BAGHDAD -- An effort to persuade Sunni Arab tribes to protect Iraq's vital petroleum installations rather than attack them foundered when an Iraqi lawmaker allegedly took control of the program, padding payrolls and embezzling funds, according to an investigation ordered by the office of Iraq's prime minister.

The program was one of several at times overlapping initiatives undertaken over the past three years by the U.S. and Iraqi governments to safeguard pipelines and other oil infrastructure crucial to Iraq's economy and the world's oil supply. Insurgent bombings and other sabotage, as well as theft and massive smuggling, have brought production and exports from Iraq's oil reserves -- the second- or third-largest in the world -- far below prewar levels.

The United States and Iraq have worked to recruit local Sunni Arab tribes to guard pipelines that run through their lands, and efforts are continuing. The current effort, involving units called Strategic Infrastructure Battalions, "hasn't advanced enough in training and vetting" to determine whether it will succeed, said British Maj. Gen. Nicholas Parker, the Multinational Corps-Iraq deputy commander for infrastructure.

An earlier version of the effort derailed last year when a Sunni Arab member of Iraq's National Assembly, Mishan Jubouri, exceeded his authority by assuming command of one of the tribal oil-protection forces and pocketed money intended to keep the unit operating, according to the Iraqi government's investigation.

Jubouri, who was reelected to parliament in the Dec. 15 elections, left Iraq for Syria after an arrest warrant was issued for him in the case, said Jawad Maliki, chairman of the legislature's Defense and Security committee, which received the report from the investigation in late November. Maliki, interviewed last week after The Washington Post separately obtained a copy of the investigation findings, said lawmakers were not immune from prosecution.

Jubouri, reached on his cell phone, called the allegations "nonsense," saying he served only as an adviser to the oil-protection battalions. Jubouri also challenged the legality of the arrest warrant against him. "I will come back to Iraq when I want," he said, without identifying the country he was in.

Parker gave no details of Jubouri's involvement with the oil-protection battalions but said the initiative under Jubouri was not successful. A former senior U.S. military official here with knowledge of the battalions said that he did not know of any involvement by Jubouri and that he suspected Iraq's Shiite-dominated government and legislature might be exaggerating any wrongdoing for political reasons. The official spoke on condition he not be identified further.

Jubouri, a businessman, profited heavily during the rule of Saddam Hussein and maintained prominence after Hussein's fall.
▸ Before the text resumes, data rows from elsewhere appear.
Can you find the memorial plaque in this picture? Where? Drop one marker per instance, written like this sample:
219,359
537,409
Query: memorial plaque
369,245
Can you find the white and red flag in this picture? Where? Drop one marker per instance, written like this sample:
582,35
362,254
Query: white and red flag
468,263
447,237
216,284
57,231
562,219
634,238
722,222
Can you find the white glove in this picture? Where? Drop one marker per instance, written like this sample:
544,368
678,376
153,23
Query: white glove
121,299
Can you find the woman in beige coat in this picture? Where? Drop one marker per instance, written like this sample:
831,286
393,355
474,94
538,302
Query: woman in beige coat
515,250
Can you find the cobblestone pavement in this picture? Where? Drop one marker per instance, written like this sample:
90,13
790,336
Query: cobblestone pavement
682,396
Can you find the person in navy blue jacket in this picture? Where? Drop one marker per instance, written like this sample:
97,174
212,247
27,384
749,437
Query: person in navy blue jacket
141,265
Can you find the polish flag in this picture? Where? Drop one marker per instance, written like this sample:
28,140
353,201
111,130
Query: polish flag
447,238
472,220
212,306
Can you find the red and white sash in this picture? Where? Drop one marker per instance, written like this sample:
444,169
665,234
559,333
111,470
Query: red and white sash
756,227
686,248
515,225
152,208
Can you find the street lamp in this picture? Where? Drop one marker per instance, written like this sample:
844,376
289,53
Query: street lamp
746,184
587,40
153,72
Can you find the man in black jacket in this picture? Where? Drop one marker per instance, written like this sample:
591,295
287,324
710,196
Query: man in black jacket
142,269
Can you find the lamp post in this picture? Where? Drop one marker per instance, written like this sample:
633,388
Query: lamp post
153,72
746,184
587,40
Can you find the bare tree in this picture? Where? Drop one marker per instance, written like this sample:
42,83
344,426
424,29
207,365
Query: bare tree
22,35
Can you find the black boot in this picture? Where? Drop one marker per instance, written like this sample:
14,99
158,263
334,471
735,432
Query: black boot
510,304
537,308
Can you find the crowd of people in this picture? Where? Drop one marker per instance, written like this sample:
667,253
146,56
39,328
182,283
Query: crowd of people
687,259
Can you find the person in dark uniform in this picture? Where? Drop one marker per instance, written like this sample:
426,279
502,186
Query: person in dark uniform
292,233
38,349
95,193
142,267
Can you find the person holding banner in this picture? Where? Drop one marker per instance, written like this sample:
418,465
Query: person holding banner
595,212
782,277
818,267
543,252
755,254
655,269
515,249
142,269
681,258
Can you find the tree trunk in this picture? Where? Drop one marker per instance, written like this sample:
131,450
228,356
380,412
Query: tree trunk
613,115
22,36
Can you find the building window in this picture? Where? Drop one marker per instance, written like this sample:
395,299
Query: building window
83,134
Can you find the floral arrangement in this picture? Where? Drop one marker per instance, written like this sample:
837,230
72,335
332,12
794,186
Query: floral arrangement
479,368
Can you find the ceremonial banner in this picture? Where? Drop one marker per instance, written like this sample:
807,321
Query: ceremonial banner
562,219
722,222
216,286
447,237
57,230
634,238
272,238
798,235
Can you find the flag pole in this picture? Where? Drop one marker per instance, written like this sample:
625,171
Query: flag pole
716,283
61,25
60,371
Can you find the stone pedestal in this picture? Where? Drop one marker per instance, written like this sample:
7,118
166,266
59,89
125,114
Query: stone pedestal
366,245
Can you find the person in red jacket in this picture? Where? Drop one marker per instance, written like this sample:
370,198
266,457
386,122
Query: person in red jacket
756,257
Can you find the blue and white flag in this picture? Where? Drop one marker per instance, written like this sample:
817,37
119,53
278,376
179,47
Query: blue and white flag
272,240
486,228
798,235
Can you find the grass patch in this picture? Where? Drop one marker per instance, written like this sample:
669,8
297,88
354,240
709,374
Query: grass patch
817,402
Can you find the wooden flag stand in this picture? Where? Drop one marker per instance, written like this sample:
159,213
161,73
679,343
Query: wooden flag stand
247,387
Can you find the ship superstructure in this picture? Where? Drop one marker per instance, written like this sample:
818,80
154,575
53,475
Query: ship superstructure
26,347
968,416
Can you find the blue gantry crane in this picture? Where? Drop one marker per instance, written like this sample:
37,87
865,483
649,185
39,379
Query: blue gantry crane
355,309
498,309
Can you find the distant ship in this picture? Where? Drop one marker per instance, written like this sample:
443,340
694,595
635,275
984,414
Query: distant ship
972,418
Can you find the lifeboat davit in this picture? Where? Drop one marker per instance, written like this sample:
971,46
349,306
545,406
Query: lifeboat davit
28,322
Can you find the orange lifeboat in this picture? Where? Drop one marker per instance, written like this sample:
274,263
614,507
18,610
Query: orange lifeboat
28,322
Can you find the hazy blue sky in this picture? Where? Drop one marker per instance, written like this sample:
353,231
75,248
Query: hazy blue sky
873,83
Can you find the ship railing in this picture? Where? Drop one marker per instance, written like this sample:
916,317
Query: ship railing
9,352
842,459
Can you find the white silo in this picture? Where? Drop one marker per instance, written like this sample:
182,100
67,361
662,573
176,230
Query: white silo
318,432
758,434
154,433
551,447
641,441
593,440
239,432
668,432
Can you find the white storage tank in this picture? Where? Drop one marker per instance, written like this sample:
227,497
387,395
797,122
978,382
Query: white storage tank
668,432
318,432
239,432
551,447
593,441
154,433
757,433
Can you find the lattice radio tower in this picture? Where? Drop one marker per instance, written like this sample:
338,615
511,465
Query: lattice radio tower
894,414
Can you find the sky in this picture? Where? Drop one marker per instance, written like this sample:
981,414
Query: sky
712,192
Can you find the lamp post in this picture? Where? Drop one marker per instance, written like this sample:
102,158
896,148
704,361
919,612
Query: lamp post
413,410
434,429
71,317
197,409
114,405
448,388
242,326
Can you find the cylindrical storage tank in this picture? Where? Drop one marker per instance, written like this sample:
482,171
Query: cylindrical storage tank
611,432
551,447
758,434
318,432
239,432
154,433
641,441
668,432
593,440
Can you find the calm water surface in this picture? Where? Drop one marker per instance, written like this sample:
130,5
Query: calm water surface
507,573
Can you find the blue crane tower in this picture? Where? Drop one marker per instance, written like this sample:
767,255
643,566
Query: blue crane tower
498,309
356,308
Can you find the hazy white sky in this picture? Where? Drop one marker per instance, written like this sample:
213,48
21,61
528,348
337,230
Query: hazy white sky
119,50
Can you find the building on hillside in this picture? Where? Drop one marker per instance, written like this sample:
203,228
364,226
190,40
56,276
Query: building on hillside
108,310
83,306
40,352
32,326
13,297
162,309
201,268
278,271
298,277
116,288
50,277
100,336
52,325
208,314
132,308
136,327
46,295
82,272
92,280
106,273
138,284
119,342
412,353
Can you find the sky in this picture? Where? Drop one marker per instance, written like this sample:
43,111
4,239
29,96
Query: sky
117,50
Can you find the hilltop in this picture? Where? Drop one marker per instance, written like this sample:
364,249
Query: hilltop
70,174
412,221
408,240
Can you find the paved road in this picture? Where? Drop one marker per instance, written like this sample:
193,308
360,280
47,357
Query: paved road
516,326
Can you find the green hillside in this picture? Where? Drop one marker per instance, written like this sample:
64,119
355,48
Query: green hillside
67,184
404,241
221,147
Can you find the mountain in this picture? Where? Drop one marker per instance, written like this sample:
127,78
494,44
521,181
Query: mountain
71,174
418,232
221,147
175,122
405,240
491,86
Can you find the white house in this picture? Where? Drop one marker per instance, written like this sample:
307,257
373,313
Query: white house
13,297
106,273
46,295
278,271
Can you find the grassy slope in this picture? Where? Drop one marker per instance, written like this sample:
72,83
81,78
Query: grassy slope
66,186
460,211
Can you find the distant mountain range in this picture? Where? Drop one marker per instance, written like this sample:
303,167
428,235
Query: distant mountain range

Soon after the U.S.-led invasion in 2003, Jubouri declared himself governor of the northern province of Ninevah. He was elected to the National Assembly in the country's first post-Hussein elections in January 2005, and he and his political bloc won three seats in December's national elections for a full-term, four-year parliament.

Jubouri's involvement with the oil-protection battalions stretched from January to October 2005, according to Maliki. He initially was asked by the Defense Ministry to help with the nomination of officers and recruitment of soldiers for battalions that would guard pipelines between the north-central refinery town of Baiji and Baghdad, according to the government investigation.
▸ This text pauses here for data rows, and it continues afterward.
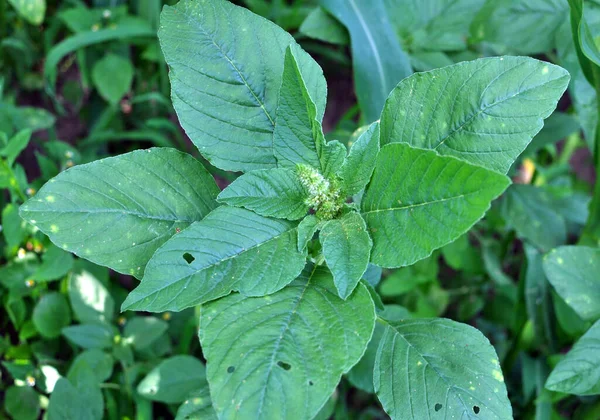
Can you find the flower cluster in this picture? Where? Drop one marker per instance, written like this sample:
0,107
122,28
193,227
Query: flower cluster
324,195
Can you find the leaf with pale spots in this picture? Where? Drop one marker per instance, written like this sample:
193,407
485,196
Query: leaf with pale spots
117,211
232,249
439,366
484,111
275,356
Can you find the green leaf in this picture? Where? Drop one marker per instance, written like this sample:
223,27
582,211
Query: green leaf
307,229
361,375
379,62
67,402
112,75
579,372
439,25
298,135
90,300
268,192
56,263
13,227
484,111
141,332
118,211
346,248
525,27
274,355
322,26
99,362
90,336
440,367
574,271
419,201
173,380
32,10
51,314
528,209
358,167
232,249
197,406
225,79
22,403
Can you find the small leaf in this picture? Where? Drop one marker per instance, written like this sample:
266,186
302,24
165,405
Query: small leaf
274,355
118,211
32,10
579,372
225,79
232,249
112,75
173,380
346,248
484,111
269,192
358,167
574,272
142,332
90,336
90,300
440,367
419,201
51,314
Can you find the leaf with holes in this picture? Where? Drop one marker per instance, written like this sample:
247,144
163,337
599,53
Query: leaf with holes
118,211
270,356
225,79
232,249
419,201
440,367
485,111
574,272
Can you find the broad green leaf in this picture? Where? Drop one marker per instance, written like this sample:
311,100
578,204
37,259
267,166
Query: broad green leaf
346,248
67,402
361,375
197,406
433,25
379,62
298,135
13,227
322,26
112,75
439,367
419,201
484,111
528,210
232,249
56,263
579,372
90,336
521,26
268,192
142,332
270,356
574,272
118,211
358,167
51,314
22,403
32,10
307,229
225,79
90,300
173,380
99,362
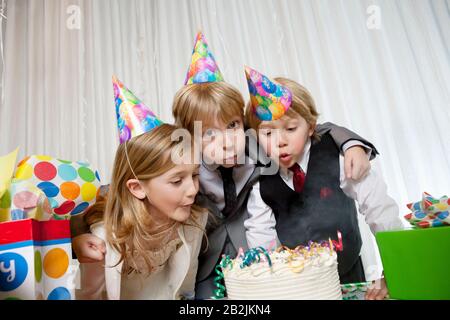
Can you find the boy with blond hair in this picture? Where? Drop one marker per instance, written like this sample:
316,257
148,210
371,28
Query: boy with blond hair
230,167
310,198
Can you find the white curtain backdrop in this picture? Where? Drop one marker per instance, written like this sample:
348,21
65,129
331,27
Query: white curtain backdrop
378,67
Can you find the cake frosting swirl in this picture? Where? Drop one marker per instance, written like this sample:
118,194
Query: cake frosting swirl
302,274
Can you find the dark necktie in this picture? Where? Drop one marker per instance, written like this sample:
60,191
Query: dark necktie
229,190
299,177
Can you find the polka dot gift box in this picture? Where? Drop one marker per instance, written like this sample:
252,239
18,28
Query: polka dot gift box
71,187
35,260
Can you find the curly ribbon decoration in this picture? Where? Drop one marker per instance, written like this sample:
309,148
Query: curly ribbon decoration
219,293
253,255
338,244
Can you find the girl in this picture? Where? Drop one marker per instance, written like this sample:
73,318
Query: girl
152,228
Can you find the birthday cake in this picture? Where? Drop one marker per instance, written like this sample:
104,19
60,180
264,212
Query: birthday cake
307,273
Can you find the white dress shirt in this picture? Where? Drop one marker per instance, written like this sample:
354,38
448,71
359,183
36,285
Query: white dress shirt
370,192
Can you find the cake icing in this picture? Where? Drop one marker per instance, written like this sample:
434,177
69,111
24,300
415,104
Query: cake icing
304,273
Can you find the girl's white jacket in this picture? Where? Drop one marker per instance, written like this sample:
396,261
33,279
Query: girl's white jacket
103,280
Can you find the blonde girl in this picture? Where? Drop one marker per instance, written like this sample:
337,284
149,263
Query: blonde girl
152,227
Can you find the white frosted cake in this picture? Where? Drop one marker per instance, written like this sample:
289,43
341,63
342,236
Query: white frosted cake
291,274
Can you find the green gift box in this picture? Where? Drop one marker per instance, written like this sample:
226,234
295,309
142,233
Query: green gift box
416,263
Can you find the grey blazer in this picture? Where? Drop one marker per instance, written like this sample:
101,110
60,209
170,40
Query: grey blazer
218,226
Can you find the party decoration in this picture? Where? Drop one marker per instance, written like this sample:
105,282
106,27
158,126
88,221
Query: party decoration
35,260
203,67
24,200
270,100
429,212
133,117
70,187
6,170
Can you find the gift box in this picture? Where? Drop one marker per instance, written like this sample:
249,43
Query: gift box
415,263
35,260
Jubouri's involvement should have ended with that, the report on the investigation charges. "However, Mr. Jubouri continued to exercise full control over these battalions as if he were their commander," the report says.

The report accuses Jubouri of taking the first month's salary of all the men in the battalions, on the grounds that the soldiers had not yet fully begun their tasks. He also directed commanders of several battalions to include 200 to 300 imaginary names on the payrolls of what were supposed to be 1,000-man battalions, and he kept the fictitious soldiers' salaries, the investigators charge.

Through a company formed in the name of one of his sons, Jubouri also took charge of the money paid to feed battalions, demanding a contract for about $102,000 to feed each battalion each month, the report alleges. He kept most of the money, "dispensing an amount ranging from one-sixth and one-fifth of that amount to each battalion to manage their own food supplies," the investigators allege.